Provincial geographic information update is mainly to update 1:10,000 geographic information data, therefore, we analysed the operational index of HNCORS RTK location big data within the scope of each map according to the standard map of 1:10,000 and divided the update level of 1:10,000 standard map as shown in Fig. 8.

Fig. 8
figure 8

Distribution of updated levels of geographic information based on 1:10,000 standard map sheets. Note: The map was generated using ArcGIS Geographic Information Systems software version 10.2, Environmental Systems Research Institute Inc, Redlands, Calif. URL:https://www.esri.com/zh-cn/home.

Figure 8 shows 1,403 Level 1 update maps, primarily in the urban areas of economically developed cities and states, and 2,908 Level 2 update maps, mainly in the urban areas of economically developed cities and states and second-tier cities. 2,567 Level 3 updated maps are mainly located in urban areas of western cities and states, as well as the central-southern region.

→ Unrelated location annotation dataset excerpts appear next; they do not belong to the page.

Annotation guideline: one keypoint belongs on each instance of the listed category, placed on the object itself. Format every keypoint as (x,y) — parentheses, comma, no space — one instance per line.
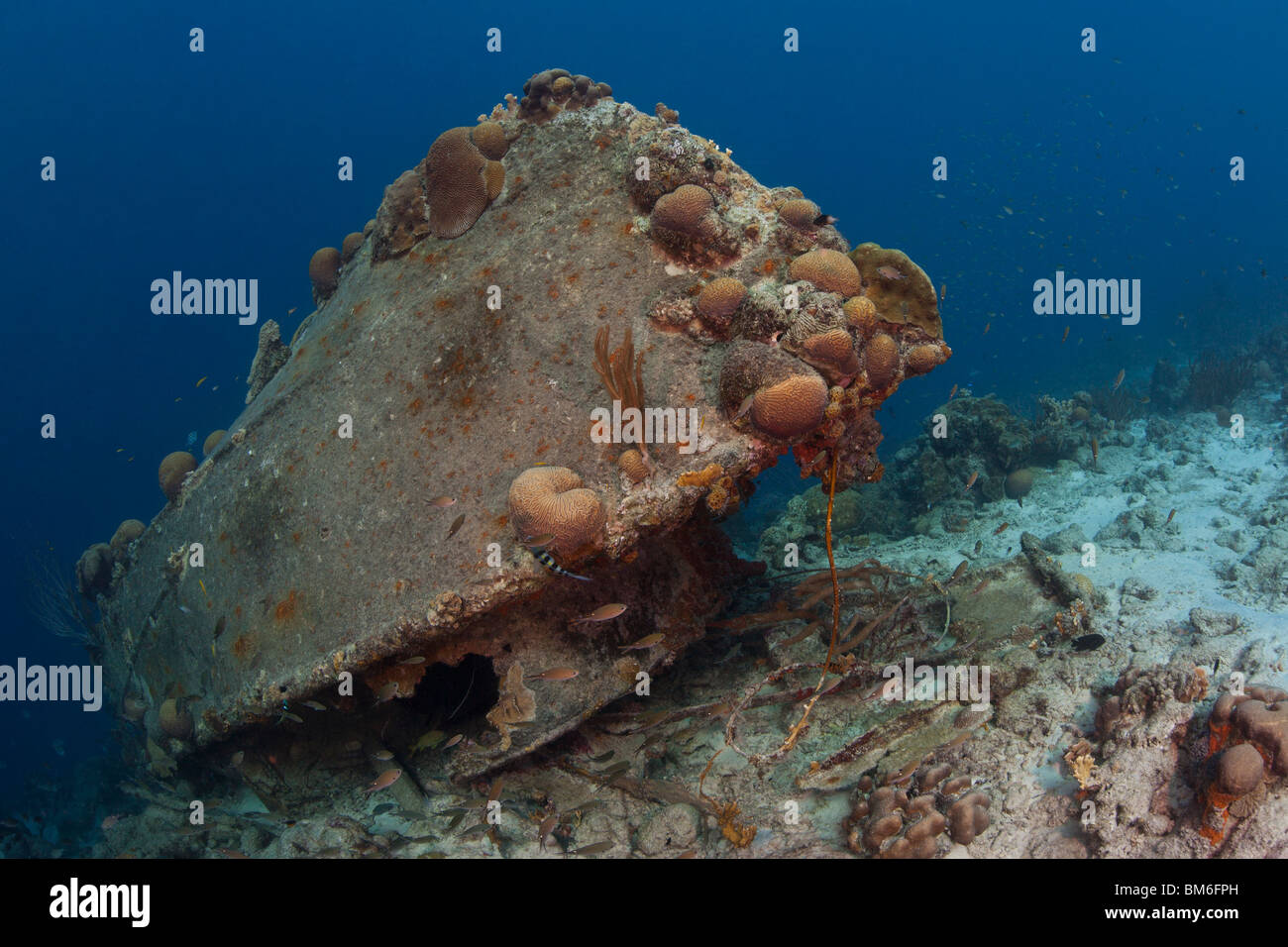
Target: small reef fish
(643,643)
(554,674)
(384,781)
(601,613)
(549,562)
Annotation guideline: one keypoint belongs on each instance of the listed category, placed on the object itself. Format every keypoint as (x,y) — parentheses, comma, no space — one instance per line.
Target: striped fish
(549,562)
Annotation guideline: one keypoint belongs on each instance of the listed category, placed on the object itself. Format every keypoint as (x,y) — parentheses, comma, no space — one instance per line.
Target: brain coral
(799,213)
(720,298)
(172,470)
(900,287)
(552,500)
(402,218)
(325,272)
(828,269)
(454,179)
(883,359)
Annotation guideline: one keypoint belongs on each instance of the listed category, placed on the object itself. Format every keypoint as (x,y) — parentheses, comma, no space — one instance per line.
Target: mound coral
(832,354)
(94,570)
(922,359)
(174,468)
(900,289)
(125,534)
(351,245)
(829,270)
(545,94)
(862,313)
(799,213)
(632,464)
(402,218)
(211,442)
(489,138)
(454,180)
(892,822)
(552,500)
(720,299)
(881,357)
(1019,483)
(790,395)
(325,272)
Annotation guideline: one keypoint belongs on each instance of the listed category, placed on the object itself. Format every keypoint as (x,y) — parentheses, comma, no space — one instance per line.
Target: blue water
(223,163)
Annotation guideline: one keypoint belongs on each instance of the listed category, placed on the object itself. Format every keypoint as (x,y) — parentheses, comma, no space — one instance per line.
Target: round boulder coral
(862,313)
(832,354)
(550,500)
(94,570)
(125,534)
(489,140)
(325,272)
(790,408)
(923,359)
(1239,771)
(174,720)
(454,179)
(800,213)
(211,442)
(688,210)
(174,470)
(829,270)
(351,245)
(1019,483)
(883,360)
(720,298)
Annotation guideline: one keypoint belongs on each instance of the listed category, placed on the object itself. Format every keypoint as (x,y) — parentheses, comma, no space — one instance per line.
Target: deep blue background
(223,163)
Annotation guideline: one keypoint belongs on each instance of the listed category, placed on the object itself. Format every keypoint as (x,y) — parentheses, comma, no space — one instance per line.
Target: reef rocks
(415,478)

Additionally, there are 602 Level 4 updated maps, primarily in the suburbs of second-tier cities and states, and 149 Level 5 updated maps, mainly in economically less developed counties and mountainous regions in the western part of Hunan Province.

The strategy of zoning and grading for basic mapping update allows for a more reasonable distribution of costs, quicker updates in rapidly changing areas, reasonable updates in slower changing areas, improved updating frequency in economically developed areas, increased efficiency in the use of financial funds for basic mapping, and satisfaction of the demand for geographic information updating in developed areas.

Conclusion

This paper presents a model for a user spatial active index using RTK location big data generated from HNCORS users. The correlation between the user spatial active index and the area of remote sensing change is analysed, and the results show a strong correlation between the two. The user spatial active index can reflect changes in geographic information in real-time. This paper presents the geographic information updating index of Hunan Province based on administrative division and standard map size, according to the user spatial active index. The index can provide a reference for updating geographic information throughout the province. Simultaneously, the HNCORS RTK location big data can be used to establish numerical models or indexes by combining data from other industries, such as nature reserve boundaries and engineering project progress data, through joint analysis. This can provide data support for nature reserve management and key project supervision.